Mobile Shoppers & the Act of Beaconing

Beaconing (verb): To lead and direct customers to specific areas and products using small, radio-transmitting devices called beacons, typically battery operated. Process includes messaging, often in the form of text messages and full-screen ads and offers, generally managed by retailer or brand and intended to provide useful, relevant and valuable information. Mobile shopper agrees in advance to receive such information. Overall goal is to enhance the shopping experience.

Though based on a small piece of hardware transmission capability, beaconing is about to become more an activity than a technology.

Beaconing has been the missing piece in the mobile shopping puzzle.

The technology is essentially invisible and can work without the mobile consumer having to do anything, usually a major hurdle for any mobile shopping technology.

The point is that even if shoppers are being made more aware of various mobile technologies being deployed in and around stores, it doesn’t mean they need or want to know the details about the technology itself.

  • For example, RetailMeNot has large posters in malls, some hanging from ceilings, promoting discounts with directions on how to text to download the coupon app. The posters don’t describe how the app works based on location or dwell time near a store, but rather focus on the value to the consumer: instantly receiving coupons to save money. People get that.
  • At entrances to some Simon malls are signs on how to download the Simon Mall app, which explains how sharing location can help shoppers find the best deals in the mall, along with its free phone power charging stations. Nearby shoppers there are soon to be beaconed via Mobiquity.
  • Double-decker buses that run along London’s Regent Street promote the Regent Street app, which is being used to beacon passersby into any of the 100 stores on the street with mobile messaging targeted to each person’s previously stated interests.

It’s not the technology that’s the draw; it’s the value provided to the shopper.

While many geofencing and mobile check-in approaches have facilitated the targeting of mobile shoppers in and around stores, there have been inherent limits in and around specific products and departments.

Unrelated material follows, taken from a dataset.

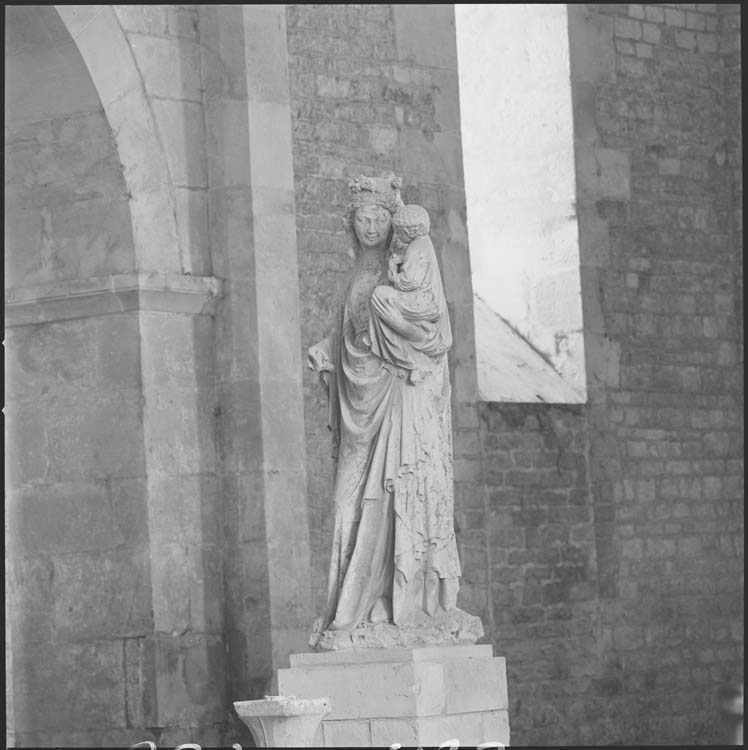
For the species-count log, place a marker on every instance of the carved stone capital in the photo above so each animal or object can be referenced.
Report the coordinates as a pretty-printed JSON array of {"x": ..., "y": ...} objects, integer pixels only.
[{"x": 105, "y": 295}]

Beaconing is less about the actual beacon and more about the overall shopping experience it can cause.

Most shoppers have never been beaconed so far, since beacon deployment is just starting to graduate from the trial phases.

Over the weekend, I took a shopping companion who had never been beaconed to Lord & Taylor in Boston.

I asked her to download the SnipSnap app, one of the apps that works with the beacons deployed by Swirl at Lord & Taylor stores, which I have written about here (Lord & Taylor, Hudson’s Bay Go Big on Beacons).

Then I observed.

As we neared the store, she received a text message on her iPhone 5 offering a discount at the store, which we entered.

I watched as she received a message, opened it and then looked about the store for Michael Kors handbags, just a few feet away.

“That’s what the ad was for,” she informed me. I didn’t tell her it was an ad.

After a few minutes, I had lost track of my shopping companion, who I found several departments away, looking at shoes.

“This where it sent me,” she informed me.

Her initial perception was that the messages and deals offered were routing her to various locations or departments in the store. She had been beaconed.

Rather than a one-time offer based on being in a particular location, the beaconing was a process of ongoing interactivity and continuing discovery. Not to mention the special discounts she was offered for making a purchase in the designated department.

Beaconing is very new and has the potential to be very big.

Unless the industry totally blows it.